À force de cacher mes émotions, je les ai perdues
Je fais face à un terrible constat : beaucoup d’entre nous, les garçons, portons un masque. Pour camoufler nos sentiments, pour ne pas nous montrer vulnérables devant les autres. Moi aussi, j’ai laissé mes émotions de côté. À vouloir revêtir cette image d’homme fort, impavide, je me suis pris à mon propre jeu. Aujourd’hui, je regrette que l’on ne voit pas l’autre partie de moi.
D’où vient cette pudeur à parler de moi ou de ce qui m’affecte ? Sûrement de ceux qui m’entourent, de mes amis, de ma famille.
Des émotions masquées depuis mon enfance
Petit, lorsque je rendais mon père heureux, je pouvais ressentir la fierté qu’il éprouvait à mon égard à travers ce hochement de tête et ce petit sourire en coin qu’il me faisait. Cela me rendait tellement heureux. Mais c’est moi qui étais obligé de décrypter ce sourire et ce hochement.
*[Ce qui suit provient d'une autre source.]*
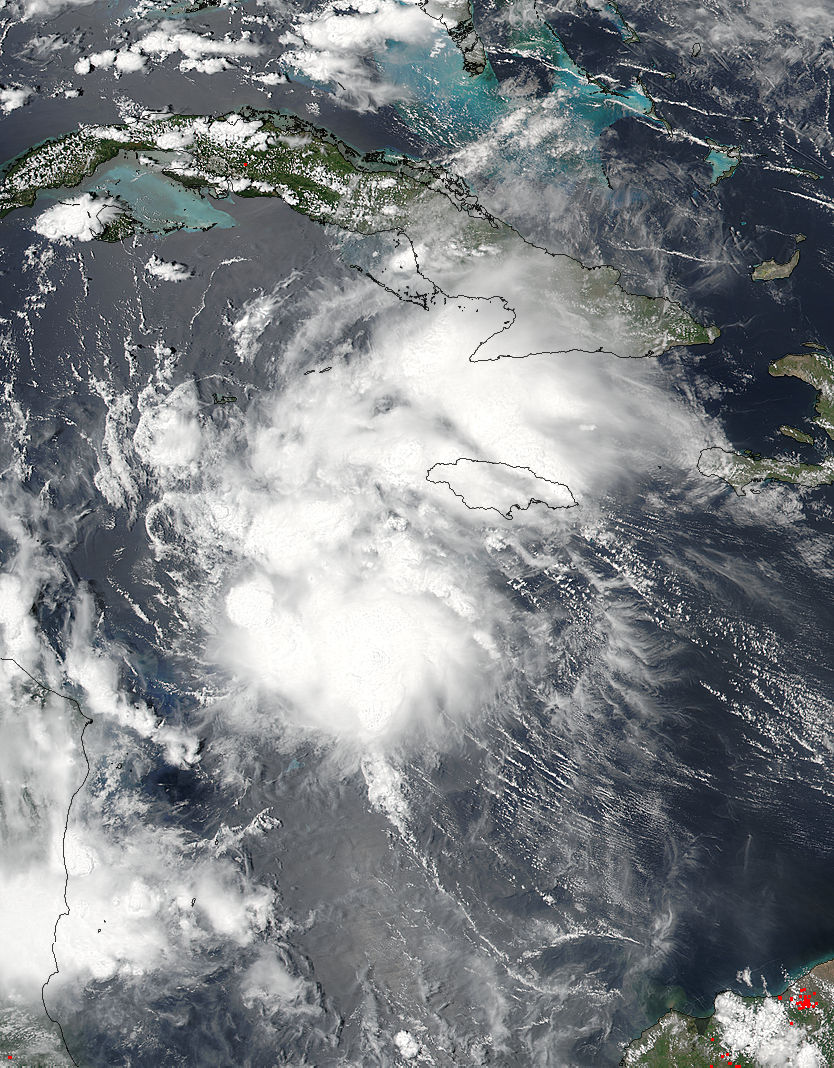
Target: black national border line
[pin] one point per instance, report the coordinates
(444, 183)
(87, 722)
(427, 300)
(490, 507)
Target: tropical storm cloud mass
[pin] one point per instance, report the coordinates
(414, 534)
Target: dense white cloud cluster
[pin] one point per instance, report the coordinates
(200, 51)
(13, 97)
(764, 1034)
(168, 270)
(333, 44)
(348, 586)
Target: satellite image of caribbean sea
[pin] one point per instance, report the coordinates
(417, 533)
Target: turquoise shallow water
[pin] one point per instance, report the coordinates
(452, 110)
(156, 202)
(722, 165)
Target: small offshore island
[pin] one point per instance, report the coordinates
(791, 1030)
(739, 470)
(772, 270)
(274, 154)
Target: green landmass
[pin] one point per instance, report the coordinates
(739, 470)
(771, 270)
(251, 154)
(724, 159)
(271, 154)
(795, 1029)
(791, 432)
(816, 367)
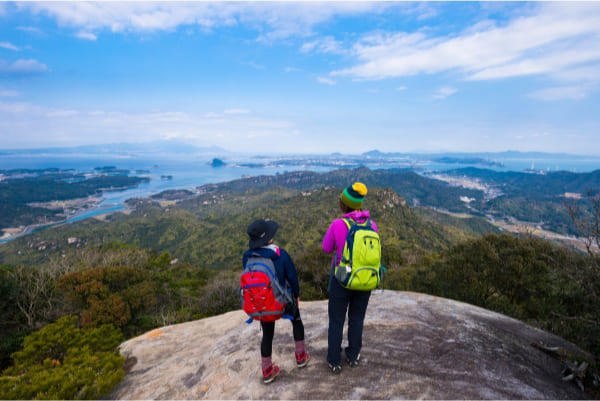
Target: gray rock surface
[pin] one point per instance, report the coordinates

J’imaginais souvent les belles paroles qui auraient pu accompagner ces petits signes, qui signifiaient beaucoup pour moi.
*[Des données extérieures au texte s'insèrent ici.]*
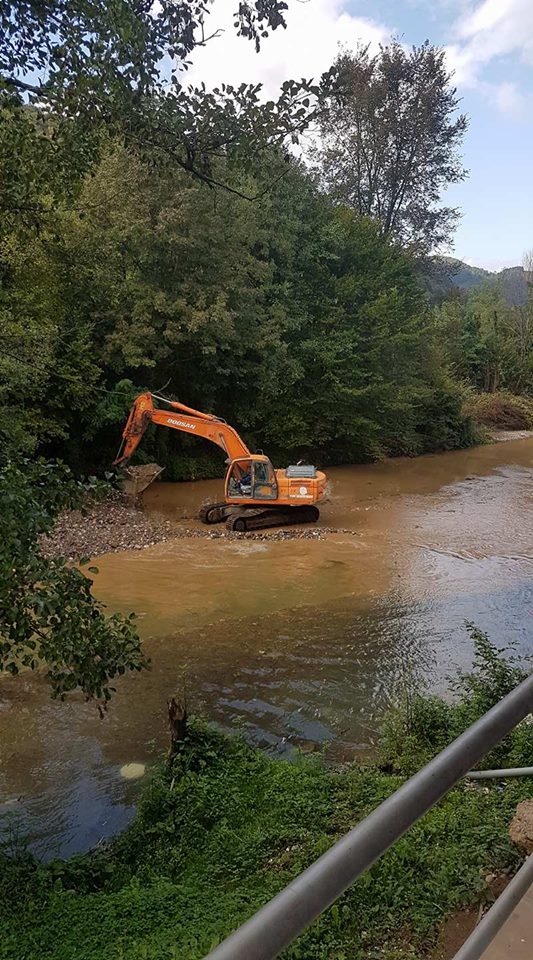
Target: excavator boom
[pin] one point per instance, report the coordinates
(256, 495)
(182, 418)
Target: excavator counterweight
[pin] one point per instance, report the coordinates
(256, 495)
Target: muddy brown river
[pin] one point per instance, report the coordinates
(299, 643)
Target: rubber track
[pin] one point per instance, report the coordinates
(282, 517)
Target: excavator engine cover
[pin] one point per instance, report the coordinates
(302, 471)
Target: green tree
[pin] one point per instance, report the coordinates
(48, 615)
(389, 139)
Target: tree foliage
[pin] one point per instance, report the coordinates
(487, 341)
(389, 134)
(291, 317)
(48, 616)
(89, 67)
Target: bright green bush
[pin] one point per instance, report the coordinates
(227, 826)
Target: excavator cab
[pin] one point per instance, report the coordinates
(251, 478)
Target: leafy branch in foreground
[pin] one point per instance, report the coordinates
(48, 615)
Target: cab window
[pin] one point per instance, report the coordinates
(265, 486)
(240, 479)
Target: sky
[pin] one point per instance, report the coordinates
(489, 45)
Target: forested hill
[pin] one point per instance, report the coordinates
(511, 283)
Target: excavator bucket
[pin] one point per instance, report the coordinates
(135, 480)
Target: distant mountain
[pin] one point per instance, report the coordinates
(447, 273)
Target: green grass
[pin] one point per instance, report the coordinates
(227, 827)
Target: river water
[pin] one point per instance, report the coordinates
(297, 642)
Mes parents m’aiment, je le sais. Mais au fond de moi, je me dis que j’avais peut-être aussi besoin de l’entendre.
En vrai, je connais quoi de mes amis ?
Avec du recul, je m’aperçois que même les conversations avec mes amis sont souvent abstraites. Leurs ressentis, leurs émotions sont enfouies. Lorsqu’ils sont tristes, le silence est leur refuge, accompagné par ce regard livide. Même lorsque nous sommes en groupe, notre vocabulaire peu enrichi nous empêche de mettre des mots sur notre ressenti. Donc nous laissons le temps nous guérir, et nous accueillons la tristesse avec un sourire à chaque fois qu’on est ensemble. On est amis depuis l’enfance, mais incapables de se le dire quand le malheur s’abat sur l’un d’entre nous.
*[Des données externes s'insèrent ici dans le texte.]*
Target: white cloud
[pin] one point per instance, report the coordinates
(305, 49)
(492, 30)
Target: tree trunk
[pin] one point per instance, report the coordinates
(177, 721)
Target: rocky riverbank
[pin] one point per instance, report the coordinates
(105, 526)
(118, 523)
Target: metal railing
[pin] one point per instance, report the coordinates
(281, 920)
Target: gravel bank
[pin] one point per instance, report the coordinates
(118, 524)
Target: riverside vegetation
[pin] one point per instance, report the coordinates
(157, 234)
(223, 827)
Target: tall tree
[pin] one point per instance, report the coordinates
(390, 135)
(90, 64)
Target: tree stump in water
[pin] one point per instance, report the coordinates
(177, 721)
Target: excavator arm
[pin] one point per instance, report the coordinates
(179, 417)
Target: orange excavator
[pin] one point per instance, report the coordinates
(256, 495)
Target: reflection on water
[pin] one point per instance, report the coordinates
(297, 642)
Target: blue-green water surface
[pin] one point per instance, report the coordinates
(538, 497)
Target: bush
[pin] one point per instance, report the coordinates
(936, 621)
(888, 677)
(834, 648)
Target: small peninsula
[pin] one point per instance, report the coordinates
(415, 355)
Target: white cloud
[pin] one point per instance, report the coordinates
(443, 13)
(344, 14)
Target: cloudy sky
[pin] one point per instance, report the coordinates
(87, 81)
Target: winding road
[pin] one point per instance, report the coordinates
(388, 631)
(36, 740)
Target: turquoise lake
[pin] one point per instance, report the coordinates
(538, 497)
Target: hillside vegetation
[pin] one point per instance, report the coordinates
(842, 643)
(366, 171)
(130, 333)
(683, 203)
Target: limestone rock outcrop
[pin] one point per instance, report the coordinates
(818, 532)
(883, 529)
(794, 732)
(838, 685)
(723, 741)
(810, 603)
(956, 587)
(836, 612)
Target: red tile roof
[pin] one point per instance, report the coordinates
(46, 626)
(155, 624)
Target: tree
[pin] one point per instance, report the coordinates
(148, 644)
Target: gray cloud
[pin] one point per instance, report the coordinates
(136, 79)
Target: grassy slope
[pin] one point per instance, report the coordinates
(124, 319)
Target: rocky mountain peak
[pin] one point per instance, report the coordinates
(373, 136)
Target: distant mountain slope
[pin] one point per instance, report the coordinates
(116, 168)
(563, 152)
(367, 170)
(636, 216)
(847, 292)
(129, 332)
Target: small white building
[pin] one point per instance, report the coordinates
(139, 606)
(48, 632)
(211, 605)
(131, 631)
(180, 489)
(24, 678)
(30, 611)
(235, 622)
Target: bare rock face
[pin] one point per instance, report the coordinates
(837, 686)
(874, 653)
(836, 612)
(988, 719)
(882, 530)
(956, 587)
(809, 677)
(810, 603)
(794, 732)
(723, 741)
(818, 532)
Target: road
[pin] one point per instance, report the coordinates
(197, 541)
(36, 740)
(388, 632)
Nous pensons tout savoir de nos amis. Mais si nous ne savons pas ce qu’ils ressentent, que connaissons-nous, réellement, d’eux ?
Mes émotions positives ont disparu
Tout ça m’a mené petit à petit vers l’anhédonie : c’est le fait de ne plus rien ressentir de positif. Je ressens ce mal en moi. Cette sensation m’entoure.
Je n’arrive pas à expliquer ce que je ressens réellement. Impossible pour moi d’en parler. Je suis comme une sorte de robot. Je ne me souviens plus du moi d’avant, celui avec des émotions positives qui débordaient. Je ne sais pas comment sortir de cette situation. Donc chaque jour, je souffre en silence.